Part E: Commit your work (10 min)

cd ~/fnd-102/lab-6
git add lab-6-scanner.py sample.log
# scanner.debug.log is an output artifact; do not commit
echo 'scanner.debug.log' >> ~/fnd-102/.gitignore
git add ~/fnd-102/.gitignore
git commit -m "lab-6: refactor scanner with argparse CLI and logging (file DEBUG + stderr level by flag)"

A .gitignore keeps generated artifacts out of the repo. The pattern is one path per line; entries can use globs (*.log).

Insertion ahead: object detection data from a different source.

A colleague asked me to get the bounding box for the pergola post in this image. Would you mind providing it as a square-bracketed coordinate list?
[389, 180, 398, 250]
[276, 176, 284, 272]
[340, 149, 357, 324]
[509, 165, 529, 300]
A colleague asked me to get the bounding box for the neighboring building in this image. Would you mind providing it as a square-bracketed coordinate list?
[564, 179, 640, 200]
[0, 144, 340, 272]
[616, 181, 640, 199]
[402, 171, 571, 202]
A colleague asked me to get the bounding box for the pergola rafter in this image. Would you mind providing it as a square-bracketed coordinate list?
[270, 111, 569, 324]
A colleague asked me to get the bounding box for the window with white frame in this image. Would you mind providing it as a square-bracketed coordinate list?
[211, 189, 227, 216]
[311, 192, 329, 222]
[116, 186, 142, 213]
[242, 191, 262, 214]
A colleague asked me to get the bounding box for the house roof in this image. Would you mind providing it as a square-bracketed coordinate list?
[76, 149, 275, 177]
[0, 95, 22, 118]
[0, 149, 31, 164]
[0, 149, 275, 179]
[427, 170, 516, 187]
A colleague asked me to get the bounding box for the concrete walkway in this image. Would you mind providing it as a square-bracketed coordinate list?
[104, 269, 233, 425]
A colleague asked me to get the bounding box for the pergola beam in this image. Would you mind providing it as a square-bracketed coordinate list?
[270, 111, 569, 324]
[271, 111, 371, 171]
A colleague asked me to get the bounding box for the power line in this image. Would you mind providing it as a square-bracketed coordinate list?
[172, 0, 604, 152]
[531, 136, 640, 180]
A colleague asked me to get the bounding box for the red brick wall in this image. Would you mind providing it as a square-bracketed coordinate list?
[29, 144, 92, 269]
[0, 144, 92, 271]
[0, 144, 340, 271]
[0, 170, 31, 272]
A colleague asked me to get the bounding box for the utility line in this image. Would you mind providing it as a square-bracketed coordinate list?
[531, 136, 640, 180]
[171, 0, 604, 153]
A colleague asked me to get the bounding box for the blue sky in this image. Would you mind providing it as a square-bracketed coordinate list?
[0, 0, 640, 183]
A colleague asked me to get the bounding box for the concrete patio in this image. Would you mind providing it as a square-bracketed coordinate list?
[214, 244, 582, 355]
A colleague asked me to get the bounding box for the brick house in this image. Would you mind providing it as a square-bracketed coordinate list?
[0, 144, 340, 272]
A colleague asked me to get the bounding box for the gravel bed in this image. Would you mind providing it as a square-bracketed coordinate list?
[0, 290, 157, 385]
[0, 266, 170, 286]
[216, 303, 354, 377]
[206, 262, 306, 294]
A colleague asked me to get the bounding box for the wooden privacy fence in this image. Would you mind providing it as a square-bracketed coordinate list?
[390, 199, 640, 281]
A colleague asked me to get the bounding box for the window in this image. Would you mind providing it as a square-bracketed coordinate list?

Expected output / artifact

lab-6-scanner.py should:

  • Use argparse.ArgumentParser with at least four arguments: positional input, optional --top, --output, --verbose, --debug
  • Use logging.getLogger with two handlers (file + stderr)
  • File handler always DEBUG; stderr handler WARNING / INFO / DEBUG based on flags
  • Produce identical results to Lab 5 on the same input
  • --help reads like documentation, not field names

Files committed: lab-6-scanner.py, sample.log, .gitignore.


What's the failure mode?

This tool's likely failure modes:

  1. scanner.debug.log not writable. If you run the scanner in a read-only directory, the FileHandler raises PermissionError at config time. The user sees a traceback before any work happens. Defensive fix: try the file handler; on failure, log a warning and continue with stderr only.
  2. --output path's directory does not exist. open('subdir/out.txt', 'w') fails if subdir/ does not exist. Defensive fix: args.output.parent.mkdir(parents=True, exist_ok=True) before opening.
  3. The scanner crashes mid-stream. If a single log line has unexpected encoding, the for line in f: loop raises UnicodeDecodeError and you lose all matches found so far. Fix (week 9): try/except around the read.
  4. --top of 0. Argparse accepts --top 0; your matches[:0] is empty; the user sees "First 0:" followed by nothing. Not a crash, but confusing. Forward-stretch: add a choices=range(1, 1001) to argparse, or a manual validation.

Common pitfalls

  • logging.info(f'count: {n}') vs log.info('count: %d', n). The first formats eagerly (always); the second formats lazily (only if INFO is enabled). Tight loops should always use the lazy form. Lecture mentioned this; reinforce by running a million-iteration loop with each style and comparing wall time.
  • Forgetting if __name__ == '__main__':. Without it, importing lab-6-scanner.py runs the scanner. Tests in week 13 will fail loudly. Module names with hyphens cannot be imported anyway; rename to lab_6_scanner.py if you plan to test.
  • --verbose AND --debug passed together. Your config gives --debug precedence (good). Document this in the help string if it matters.
  • Argparse default of False for flags. action='store_true' defaults to False if the flag is absent. action='store_false' defaults to True. Pick the one that matches the natural off-state.

Stretch (optional)

  1. Add --threshold N that only reports kinds with ≥ N occurrences. Practice in conditional filtering with argparse-controlled threshold.
  2. Add --format with choices text, json, csv for the output format. Each choice changes how matches and counts are serialized.
  3. Split the file into a package. scanner/__init__.py, scanner/cli.py (argparse), scanner/core.py (scan generator), scanner/__main__.py (entry). Run with python3 -m scanner. This is the conventional shape for a real Python CLI tool.
  4. Add a config-file argument (--config config.json) that pre-loads defaults for --top and --threshold. CLI overrides config; config overrides argparse defaults.

Lab 6 v0.1.